Saturn has decisively claimed the crown. With the discovery of 128 new moons, the ringed planet’s total count has soared to 274 — nearly twice as many as all other planets combined. Jupiter now trails far behind with just 95 confirmed moons.
The discovery, made by an international team of astronomers using the Canada-France-Hawaii Telescope, cements Saturn’s status as the solar system’s lunar monarch. It’s hard to see now how it could ever be topped.
“Based on our projections, I don’t think Jupiter will ever catch up,” said Edward Ashton, a postdoctoral fellow at Academia Sinica’s Institute of Astronomy and Astrophysics and the lead researcher behind the discovery. His team’s findings were recently recognized by the International Astronomical Union (IAU), the official arbiter of celestial nomenclature.
A Lunar Bonanza

Since 2019, astronomers have been monitoring the sky around Saturn using the Canada-France-Hawaii Telescope. By combining multiple observations to enhance faint signals, they initially identified 62 new moons, along with dozens of other objects that may or may not have been moons. In 2023, they revisited the same patches of sky for three months to confirm that these objects were indeed moons. These amounted to a staggering 128 new additions to Saturn’s lunar family.
To some, calling these satellites moons could sound odd. They certainly don’t look like the familiar Moon around Earth. Most of them are irregular satellites — tiny fragments, just 2 to 4 kilometers in diameter, that likely formed from violent collisions between larger moons or with passing comets. Technically, they’re still moons whether you like it or not. More on that in a moment.
Many of them cluster near the Mundilfari subgroup, a region believed to be the site of a cataclysmic collision within the last 100 million years. “Our carefully planned multi-year campaign has yielded a bonanza of new moons that tell us about the evolution of Saturn’s irregular natural satellite population,” Ashton said.
How Small Is Too Small for a Moon?
How tiny can an object be before it’s no longer considered a moon? The newly discovered satellites are so small that they appear as little more than “fuzzy blobs” in telescope images. Mike Alexandersen of the Minor Planet Center, which logs planetary bodies for the IAU, acknowledges the challenge. “The cutoff between what is a moon and what is just a rock particle is probably going to be somewhere between 1 kilometer and 1 meter in diameter,” he said. “It’s most likely going to be relatively arbitrary.”

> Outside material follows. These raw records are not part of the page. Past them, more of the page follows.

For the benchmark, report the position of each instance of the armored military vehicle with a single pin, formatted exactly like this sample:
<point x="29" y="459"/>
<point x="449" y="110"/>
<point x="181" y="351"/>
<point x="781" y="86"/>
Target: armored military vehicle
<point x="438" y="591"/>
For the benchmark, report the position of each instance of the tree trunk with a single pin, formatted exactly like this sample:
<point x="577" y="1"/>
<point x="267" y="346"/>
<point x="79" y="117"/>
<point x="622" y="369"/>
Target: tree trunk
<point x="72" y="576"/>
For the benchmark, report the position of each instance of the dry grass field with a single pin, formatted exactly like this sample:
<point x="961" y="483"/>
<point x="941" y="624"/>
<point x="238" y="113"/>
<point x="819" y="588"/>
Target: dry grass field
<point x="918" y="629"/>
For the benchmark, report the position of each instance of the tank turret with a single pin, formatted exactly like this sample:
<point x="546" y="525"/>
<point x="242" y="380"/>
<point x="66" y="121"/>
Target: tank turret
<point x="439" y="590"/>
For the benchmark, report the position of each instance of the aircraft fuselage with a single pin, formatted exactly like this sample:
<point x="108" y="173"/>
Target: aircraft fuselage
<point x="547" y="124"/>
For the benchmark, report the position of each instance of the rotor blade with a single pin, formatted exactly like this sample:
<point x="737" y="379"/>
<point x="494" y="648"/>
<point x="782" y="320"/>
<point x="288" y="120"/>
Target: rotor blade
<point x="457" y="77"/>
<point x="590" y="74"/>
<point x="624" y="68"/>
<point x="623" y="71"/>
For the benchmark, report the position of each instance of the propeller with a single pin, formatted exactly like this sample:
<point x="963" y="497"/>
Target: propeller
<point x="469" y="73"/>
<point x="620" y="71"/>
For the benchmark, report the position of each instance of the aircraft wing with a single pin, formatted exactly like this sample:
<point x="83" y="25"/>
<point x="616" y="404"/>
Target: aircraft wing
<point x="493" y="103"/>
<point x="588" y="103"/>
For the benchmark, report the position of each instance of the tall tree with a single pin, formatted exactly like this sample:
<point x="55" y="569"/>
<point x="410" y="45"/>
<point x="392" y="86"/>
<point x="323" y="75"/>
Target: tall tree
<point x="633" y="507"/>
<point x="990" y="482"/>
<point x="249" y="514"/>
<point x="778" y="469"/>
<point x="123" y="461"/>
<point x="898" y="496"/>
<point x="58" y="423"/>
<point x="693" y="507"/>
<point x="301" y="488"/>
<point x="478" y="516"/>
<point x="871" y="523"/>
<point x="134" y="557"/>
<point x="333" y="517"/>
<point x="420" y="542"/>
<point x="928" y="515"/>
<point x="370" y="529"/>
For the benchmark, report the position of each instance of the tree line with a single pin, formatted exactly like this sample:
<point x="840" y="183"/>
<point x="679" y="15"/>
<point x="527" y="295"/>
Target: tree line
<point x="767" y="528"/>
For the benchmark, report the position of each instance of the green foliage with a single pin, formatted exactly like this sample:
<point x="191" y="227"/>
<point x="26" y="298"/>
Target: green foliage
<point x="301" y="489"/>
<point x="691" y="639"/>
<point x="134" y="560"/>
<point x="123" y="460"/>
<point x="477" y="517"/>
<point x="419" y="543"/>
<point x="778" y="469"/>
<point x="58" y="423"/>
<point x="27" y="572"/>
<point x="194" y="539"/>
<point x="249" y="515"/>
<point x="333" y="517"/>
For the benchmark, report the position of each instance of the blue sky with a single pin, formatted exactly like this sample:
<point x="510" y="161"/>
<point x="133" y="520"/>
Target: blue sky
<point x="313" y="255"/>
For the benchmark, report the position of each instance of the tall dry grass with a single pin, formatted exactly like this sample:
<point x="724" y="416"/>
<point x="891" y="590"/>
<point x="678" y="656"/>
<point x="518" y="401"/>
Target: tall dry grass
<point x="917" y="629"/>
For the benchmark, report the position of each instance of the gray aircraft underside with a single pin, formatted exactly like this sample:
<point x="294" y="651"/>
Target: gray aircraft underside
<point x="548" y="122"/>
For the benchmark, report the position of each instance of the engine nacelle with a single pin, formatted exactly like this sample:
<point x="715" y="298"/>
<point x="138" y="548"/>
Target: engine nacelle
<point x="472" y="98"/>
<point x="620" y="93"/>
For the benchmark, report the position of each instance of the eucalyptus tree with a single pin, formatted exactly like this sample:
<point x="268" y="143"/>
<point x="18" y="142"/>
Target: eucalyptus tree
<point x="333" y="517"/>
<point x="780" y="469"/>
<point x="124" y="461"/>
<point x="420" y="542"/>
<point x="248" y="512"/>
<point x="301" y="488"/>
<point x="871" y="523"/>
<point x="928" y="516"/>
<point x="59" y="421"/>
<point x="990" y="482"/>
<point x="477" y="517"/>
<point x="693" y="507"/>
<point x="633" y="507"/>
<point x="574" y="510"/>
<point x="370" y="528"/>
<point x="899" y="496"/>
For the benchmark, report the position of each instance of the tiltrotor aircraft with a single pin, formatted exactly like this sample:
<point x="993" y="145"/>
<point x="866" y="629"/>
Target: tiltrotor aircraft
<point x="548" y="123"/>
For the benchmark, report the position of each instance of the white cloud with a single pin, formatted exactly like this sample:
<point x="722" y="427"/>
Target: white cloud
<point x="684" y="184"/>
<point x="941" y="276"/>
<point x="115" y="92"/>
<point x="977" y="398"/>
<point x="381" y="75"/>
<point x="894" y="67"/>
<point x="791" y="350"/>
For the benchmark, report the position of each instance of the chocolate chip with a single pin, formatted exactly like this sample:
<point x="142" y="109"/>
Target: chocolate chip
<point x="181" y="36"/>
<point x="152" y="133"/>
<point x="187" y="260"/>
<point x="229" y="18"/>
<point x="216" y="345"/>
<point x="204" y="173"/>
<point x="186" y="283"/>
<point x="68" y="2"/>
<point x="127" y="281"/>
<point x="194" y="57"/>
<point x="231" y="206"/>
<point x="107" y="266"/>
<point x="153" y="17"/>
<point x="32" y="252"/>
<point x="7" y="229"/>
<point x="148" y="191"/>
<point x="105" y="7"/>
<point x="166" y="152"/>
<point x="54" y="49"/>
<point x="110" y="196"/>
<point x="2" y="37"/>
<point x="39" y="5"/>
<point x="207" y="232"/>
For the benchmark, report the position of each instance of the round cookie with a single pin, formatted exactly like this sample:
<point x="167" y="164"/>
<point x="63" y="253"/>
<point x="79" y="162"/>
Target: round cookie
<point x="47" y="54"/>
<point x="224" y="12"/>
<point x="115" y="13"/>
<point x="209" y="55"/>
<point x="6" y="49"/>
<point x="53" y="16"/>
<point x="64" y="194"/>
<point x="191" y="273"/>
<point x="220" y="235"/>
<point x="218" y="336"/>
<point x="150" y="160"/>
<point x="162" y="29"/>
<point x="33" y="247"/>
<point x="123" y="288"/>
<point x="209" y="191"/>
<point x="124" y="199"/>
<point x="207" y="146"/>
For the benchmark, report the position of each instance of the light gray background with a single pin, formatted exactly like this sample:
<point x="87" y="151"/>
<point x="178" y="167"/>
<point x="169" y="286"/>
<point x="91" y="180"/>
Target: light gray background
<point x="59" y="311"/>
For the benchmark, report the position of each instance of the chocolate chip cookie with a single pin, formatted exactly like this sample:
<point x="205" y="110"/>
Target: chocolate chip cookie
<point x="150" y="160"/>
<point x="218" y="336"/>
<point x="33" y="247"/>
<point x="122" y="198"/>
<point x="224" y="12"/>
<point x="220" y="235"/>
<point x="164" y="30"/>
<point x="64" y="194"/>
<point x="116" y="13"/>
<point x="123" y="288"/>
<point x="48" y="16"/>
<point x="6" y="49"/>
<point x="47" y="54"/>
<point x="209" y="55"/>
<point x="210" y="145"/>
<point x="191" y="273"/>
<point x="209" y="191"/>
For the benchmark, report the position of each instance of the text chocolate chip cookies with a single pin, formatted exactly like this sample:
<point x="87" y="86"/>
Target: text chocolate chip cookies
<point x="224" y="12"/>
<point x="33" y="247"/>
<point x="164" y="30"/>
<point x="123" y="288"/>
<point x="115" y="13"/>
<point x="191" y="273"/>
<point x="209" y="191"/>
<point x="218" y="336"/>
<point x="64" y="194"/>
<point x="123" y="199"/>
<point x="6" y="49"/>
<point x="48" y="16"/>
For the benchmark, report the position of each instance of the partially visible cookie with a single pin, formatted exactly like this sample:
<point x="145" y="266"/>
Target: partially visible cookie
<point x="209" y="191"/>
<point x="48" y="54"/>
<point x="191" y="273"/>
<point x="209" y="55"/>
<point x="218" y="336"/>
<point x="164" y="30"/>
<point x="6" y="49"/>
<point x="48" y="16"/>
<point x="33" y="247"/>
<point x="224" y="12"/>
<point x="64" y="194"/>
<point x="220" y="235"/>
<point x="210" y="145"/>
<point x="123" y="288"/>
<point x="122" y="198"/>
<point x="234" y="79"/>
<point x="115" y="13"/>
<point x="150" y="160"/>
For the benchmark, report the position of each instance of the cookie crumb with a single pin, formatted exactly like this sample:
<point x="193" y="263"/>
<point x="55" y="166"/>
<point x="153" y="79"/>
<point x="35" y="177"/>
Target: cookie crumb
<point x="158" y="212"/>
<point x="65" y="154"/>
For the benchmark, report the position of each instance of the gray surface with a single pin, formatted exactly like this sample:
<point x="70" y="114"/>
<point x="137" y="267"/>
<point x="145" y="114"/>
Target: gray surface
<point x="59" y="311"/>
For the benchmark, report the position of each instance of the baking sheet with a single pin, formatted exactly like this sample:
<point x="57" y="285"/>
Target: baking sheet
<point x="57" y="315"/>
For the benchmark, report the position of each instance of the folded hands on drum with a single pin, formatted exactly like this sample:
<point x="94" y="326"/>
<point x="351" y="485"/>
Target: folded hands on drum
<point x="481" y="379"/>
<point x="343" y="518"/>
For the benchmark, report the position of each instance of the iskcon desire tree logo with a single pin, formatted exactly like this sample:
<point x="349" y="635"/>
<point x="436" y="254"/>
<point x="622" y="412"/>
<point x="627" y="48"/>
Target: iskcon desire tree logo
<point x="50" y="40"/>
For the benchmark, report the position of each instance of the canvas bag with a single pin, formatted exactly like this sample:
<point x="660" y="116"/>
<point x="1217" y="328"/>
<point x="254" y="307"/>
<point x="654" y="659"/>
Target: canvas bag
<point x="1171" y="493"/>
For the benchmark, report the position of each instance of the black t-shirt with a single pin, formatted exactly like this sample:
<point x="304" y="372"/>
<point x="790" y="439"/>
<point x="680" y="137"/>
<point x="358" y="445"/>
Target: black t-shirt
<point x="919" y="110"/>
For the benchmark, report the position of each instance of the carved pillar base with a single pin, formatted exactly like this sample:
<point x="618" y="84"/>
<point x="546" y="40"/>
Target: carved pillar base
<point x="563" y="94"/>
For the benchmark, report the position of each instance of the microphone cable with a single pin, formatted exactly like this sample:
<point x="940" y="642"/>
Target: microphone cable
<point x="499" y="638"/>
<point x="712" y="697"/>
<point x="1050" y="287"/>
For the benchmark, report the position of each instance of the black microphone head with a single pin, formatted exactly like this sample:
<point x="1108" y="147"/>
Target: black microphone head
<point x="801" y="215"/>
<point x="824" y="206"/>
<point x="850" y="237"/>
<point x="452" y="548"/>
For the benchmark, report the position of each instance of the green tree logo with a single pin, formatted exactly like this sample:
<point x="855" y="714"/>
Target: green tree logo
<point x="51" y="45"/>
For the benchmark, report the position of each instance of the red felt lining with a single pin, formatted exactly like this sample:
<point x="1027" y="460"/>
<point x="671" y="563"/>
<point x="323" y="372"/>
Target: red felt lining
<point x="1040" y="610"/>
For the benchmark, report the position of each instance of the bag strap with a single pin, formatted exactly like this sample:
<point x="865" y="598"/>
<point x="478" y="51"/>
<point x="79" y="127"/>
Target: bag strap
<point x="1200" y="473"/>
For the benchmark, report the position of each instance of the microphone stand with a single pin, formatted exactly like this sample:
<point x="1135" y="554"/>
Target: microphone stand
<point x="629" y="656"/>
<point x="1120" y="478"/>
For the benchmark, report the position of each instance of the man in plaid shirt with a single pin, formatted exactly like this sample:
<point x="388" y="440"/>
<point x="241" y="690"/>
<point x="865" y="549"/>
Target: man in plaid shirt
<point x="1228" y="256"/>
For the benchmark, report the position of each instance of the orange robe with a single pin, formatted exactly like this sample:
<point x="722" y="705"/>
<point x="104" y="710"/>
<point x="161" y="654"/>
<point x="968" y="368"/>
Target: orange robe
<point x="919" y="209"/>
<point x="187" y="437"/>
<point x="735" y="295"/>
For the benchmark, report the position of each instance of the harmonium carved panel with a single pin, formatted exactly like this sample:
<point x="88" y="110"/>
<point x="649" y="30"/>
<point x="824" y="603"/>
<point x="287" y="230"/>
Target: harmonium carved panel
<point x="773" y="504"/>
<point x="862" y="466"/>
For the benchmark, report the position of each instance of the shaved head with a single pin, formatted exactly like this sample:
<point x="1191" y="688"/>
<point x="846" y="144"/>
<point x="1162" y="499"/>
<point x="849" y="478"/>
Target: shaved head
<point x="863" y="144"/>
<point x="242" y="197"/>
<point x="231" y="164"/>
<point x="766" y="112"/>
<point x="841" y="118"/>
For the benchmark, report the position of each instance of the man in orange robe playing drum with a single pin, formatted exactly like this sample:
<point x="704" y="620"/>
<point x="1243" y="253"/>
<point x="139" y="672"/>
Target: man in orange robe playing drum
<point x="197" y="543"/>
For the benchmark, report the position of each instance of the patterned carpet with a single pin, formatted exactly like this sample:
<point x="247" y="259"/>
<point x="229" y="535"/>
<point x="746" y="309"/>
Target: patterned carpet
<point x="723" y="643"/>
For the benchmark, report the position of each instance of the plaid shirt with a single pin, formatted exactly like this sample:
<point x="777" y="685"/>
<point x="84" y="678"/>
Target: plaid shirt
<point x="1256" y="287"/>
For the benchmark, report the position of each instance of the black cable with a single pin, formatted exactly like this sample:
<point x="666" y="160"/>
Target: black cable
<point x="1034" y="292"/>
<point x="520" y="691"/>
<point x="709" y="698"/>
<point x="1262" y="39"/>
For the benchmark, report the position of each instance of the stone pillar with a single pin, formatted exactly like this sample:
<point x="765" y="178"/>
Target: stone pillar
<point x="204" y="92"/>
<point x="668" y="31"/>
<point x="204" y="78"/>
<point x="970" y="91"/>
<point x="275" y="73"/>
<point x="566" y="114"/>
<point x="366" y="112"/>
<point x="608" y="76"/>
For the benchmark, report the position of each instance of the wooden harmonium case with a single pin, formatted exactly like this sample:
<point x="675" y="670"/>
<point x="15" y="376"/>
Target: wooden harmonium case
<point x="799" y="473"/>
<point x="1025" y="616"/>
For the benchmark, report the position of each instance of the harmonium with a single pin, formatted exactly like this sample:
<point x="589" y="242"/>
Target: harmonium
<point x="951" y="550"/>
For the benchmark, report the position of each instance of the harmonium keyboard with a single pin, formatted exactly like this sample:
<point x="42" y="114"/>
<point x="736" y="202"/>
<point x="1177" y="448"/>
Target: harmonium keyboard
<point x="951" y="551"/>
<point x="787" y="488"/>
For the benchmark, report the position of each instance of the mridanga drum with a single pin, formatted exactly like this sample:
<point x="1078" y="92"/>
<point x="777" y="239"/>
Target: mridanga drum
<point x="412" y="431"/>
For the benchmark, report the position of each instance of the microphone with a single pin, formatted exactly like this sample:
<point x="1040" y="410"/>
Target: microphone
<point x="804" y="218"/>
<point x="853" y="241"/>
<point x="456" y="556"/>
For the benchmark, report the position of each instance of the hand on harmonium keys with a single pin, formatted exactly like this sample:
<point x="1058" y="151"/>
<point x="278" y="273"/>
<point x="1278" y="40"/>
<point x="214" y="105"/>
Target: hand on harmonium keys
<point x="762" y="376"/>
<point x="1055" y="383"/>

The IAU has already decided not to prioritize naming moons smaller than 1 kilometer unless a spacecraft visits them. But for Ashton and his team, the discovery is about more than just numbers. “These are small little rocks floating in space, so some people might not find it quite an achievement,” he said. “But I think it’s important to have a catalogue of all the objects in the solar system.”
Could we find more? Perhaps. However, the current pace of discovery has likely run out of steam. The current technology in detecting moons around distant planets like Saturn, Uranus, and Neptune has reached its limits. But the search is far from over. Advances in telescope technology could reveal thousands of moons in the coming decades.
Elizabeth Day, a planetary scientist at Imperial College London, notes that mapping these objects may, at some point, carry important practical considerations — even financial ones. “We might want to extract resources from asteroids and moons in the solar system, so having a great understanding of what is where is important for that,” she said.
For now, the ringed planet reigns supreme — but the cosmos always has more secrets to reveal.